Actually, the relying party states what assertions it wants, the Identity Selector allows the user to control what identity provider to use, and the identity provider packages up the identity assertions, signs them and sends them to the relying party in a token format. The identity authority can be something local to the identity selector, or something reachable over the internet, and the token format can be XML, including SAML, or anything else. The whole visual metaphor and user experience is called InfoCard, the protocols are WS-Trust, and the mesh of interoperating parties and technologies are the Identity Metasystem.
It feels like together we have put together a pretty good definition. Comments?
Why didn't you just say that? (Actually, Kim Cameron says just about that in the video linked to in “The Infocards For PHP Tutorial.”)
True. Why didn't I just say that?
More seriously, I'm unsure if Infocard is the software, the protocol, or some combination thereof. But I do have a much better understanding of how it works, so I'm glad to have watched the short movie demo.

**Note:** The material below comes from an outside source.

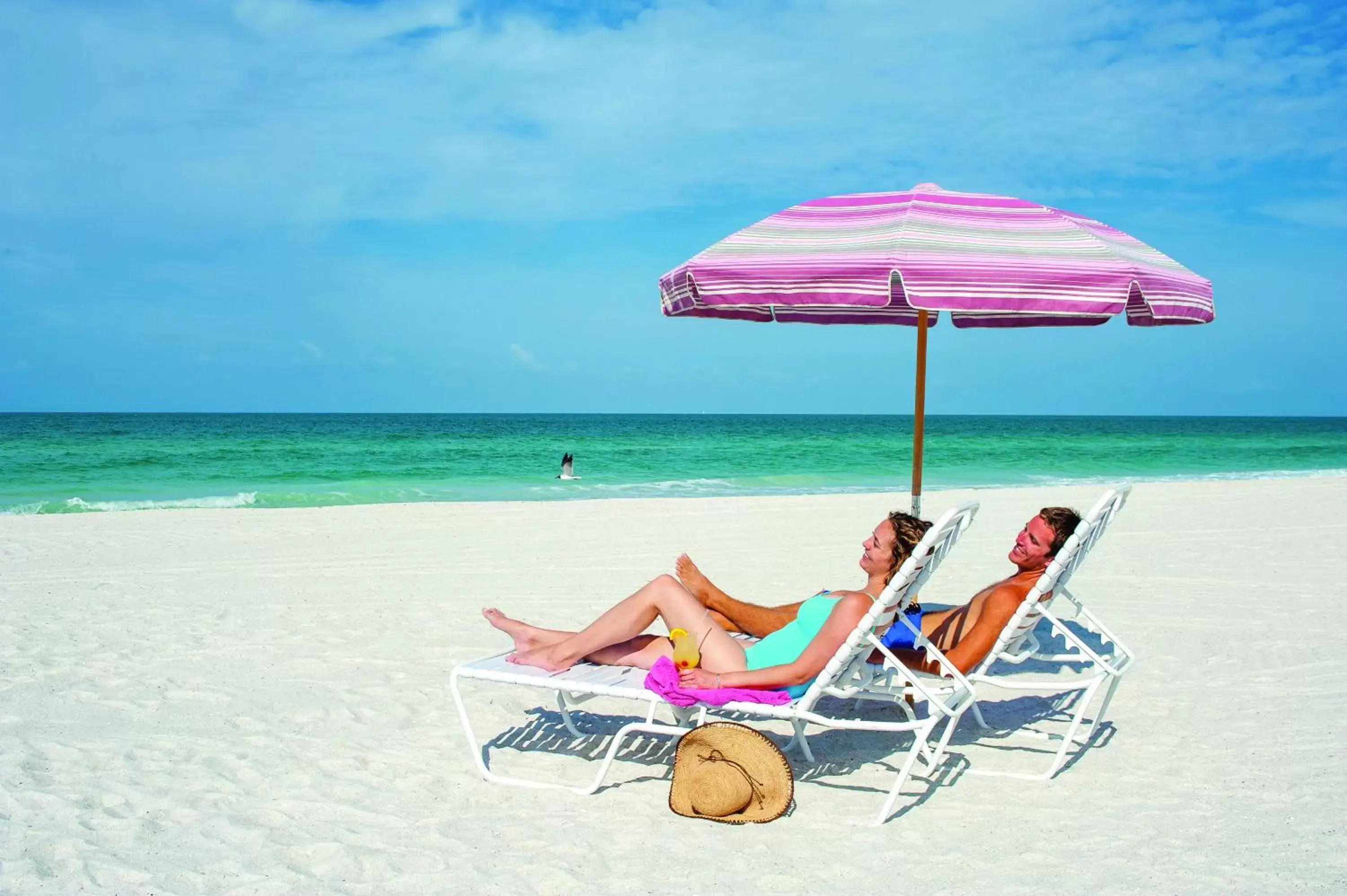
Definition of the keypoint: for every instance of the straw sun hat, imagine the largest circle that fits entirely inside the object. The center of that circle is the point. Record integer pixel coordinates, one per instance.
(728, 773)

Yes, I've been sloppy about all of this, and the fact that InfoCard is just a code name doesn't help either. Anyway, InfoCard is really the visualization and experience that represents an identity within an identity selector.
A couple of thoughts:
- First, Stephan Brands of Credentica has comprehensively analyzed the privacy issues in this sort of scheme in his book, “Rethinking Public Key Infrastructures and Digital Certificates; Building in Privacy.” The essential point to be aware of is that the certifying authority can track every site you visit. Infocard includes a self-signing authority, so you're aware of every site you visit. If web sites start demanding certificates from other organizations, they have a deep view into your web activities.
See my comments below…
- The demo code relies on Javascript. Is there anything other than the “onClick” that requires it? Javascript dramatically expands the browser's attack surface, helps phishers confuse users, etc. It would be good for Infocard to work without relying on it.

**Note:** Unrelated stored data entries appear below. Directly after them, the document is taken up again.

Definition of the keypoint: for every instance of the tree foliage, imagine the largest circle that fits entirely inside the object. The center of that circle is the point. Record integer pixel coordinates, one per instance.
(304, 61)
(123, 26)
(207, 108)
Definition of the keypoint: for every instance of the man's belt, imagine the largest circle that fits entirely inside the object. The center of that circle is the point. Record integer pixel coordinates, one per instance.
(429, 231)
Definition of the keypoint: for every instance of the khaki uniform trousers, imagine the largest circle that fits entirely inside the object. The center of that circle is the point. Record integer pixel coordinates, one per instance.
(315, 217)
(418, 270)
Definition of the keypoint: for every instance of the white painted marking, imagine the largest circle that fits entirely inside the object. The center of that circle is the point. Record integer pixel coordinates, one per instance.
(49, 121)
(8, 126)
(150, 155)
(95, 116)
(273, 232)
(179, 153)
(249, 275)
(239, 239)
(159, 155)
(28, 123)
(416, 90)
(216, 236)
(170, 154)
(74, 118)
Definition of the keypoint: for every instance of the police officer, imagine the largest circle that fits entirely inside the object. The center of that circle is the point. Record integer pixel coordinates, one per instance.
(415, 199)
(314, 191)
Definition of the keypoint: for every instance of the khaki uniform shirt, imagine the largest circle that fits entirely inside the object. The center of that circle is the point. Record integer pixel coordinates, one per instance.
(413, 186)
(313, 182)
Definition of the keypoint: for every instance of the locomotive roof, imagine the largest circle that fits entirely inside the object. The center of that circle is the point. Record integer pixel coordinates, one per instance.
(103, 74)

I need to think more about this.
- Finally, there's a card which is greyed out, which Kim helpfully explains is greyed out because it doesn't include an email address. I'm expecting there's an easy way for the user to discover this?
Anyway, I'm glad that Kim produced the video, and if you've been like me, watching and not having time to dig in, go watch it.

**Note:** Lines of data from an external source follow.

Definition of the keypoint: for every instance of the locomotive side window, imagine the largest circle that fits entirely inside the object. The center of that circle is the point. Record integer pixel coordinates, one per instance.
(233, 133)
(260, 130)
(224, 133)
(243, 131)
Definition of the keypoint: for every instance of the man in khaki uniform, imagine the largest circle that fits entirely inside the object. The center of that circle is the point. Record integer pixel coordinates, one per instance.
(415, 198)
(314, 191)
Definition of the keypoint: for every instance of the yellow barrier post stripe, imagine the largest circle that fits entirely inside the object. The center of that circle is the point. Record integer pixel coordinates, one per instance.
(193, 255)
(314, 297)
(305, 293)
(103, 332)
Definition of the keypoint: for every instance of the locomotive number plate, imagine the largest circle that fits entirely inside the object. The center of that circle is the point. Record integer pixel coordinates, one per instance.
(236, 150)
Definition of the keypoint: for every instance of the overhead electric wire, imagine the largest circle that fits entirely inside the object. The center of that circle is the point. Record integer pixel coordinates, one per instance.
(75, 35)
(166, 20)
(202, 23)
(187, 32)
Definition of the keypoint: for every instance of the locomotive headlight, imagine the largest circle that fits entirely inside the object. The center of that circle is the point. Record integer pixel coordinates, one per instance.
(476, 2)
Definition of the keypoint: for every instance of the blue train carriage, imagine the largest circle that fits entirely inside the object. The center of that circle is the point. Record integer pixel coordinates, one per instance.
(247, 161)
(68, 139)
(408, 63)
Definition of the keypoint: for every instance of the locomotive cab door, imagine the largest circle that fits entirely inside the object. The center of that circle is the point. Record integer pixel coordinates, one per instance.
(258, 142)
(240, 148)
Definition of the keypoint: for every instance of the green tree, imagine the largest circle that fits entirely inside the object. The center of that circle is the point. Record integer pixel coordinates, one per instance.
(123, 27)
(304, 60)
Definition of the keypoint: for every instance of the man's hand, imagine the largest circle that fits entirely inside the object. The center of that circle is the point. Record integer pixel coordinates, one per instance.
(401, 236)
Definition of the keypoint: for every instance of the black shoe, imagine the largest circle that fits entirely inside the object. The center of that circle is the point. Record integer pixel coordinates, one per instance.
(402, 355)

I'm happy the video is helping clarify things. InfoCards are really easy to use, but hard to explain to a technical audience.
No tracking
I have to correct Adam's assertion that “the certifying authority can track every site you visit”.
The InfoCard system supports what we call “non-auditing” identity providers. As I say in the tutorial accompanying the video:
The InfoCard system supports two classes of Identity Provider.
“auditing” identity providers know what Relying Party the subject is visiting. They therefore encrypt directly to the relying party. “non-auditing” identity providers, are not, for privacy reasons, told the identity of the relying party. Therefore, they can't encrypt for it. Instead, they send the token to the InfoCard client, which in turn encrypts it for the Relying Party.
Non-auding identity providers don't have visibility into the sites you visit.
Stephan's work – which I would like to see incorporated into the InfoCard framework – adds a proof-key to the bearer semantics currently used for non-auditing providers. This strengthens the proof of ownership of the token and is a good thing, but it doesn't affect the privacy of the system.
So I think that's a pretty good short statement, and I now understand what's happening much better. I have some more thoughts, but think that they may be a full post.